Tuesday, 1 April 2014

bulk download from archive.org cache - wget



--random-wait  - random wait to go slower.

-r recursive to recurse in all the subfolders/pages
-p we get all images needed to display the page
-e robots=off - ignore robots.txt rules
-E set as html files with html content
-np don't recurse up to parent folders
 -U "Opera/9.80 (Windows NT 6.0) Presto/2.12.388 Version/12.14" - useragent mozilla
--no-check-certificate - do not check ssl certificates for https connections


 ----------------------archive.org.bat----------------------
#random wait, recursive, get all images needed to display the page,
#ignore robots.txt rules, set as html files with html content,
#don't recurse up to parent folders, useragent mozilla,
#do not check ssl certificates (for https).

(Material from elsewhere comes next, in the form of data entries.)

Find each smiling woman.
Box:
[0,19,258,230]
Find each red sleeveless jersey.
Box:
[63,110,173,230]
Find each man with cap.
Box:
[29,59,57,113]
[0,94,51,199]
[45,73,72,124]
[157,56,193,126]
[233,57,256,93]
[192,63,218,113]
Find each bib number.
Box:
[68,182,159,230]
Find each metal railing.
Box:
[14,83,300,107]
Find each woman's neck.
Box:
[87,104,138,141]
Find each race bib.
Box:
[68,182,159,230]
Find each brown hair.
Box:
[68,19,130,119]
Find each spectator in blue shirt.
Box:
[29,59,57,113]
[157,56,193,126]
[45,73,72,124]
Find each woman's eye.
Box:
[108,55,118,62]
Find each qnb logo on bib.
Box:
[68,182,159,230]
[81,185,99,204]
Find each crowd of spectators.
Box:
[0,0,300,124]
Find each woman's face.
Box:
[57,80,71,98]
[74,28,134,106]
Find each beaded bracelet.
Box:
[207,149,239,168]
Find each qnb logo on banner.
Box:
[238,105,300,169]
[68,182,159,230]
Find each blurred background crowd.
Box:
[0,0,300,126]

wget --random-wait -r -p -e robots=off -E -np -U "Opera/9.80 (Windows NT 6.0) Presto/2.12.388 Version/12.14"  --no-check-certificate %1

 ---------------------- ---------------------- ----------------------
 Run: archive.org.bat  https://web.archive.org/web/20140307102328/http://www.cachedwebsite.org


NOTE: wget is suggested on the archive.org's blog! There's nothing bad into using it with a bit of attention and without rushing.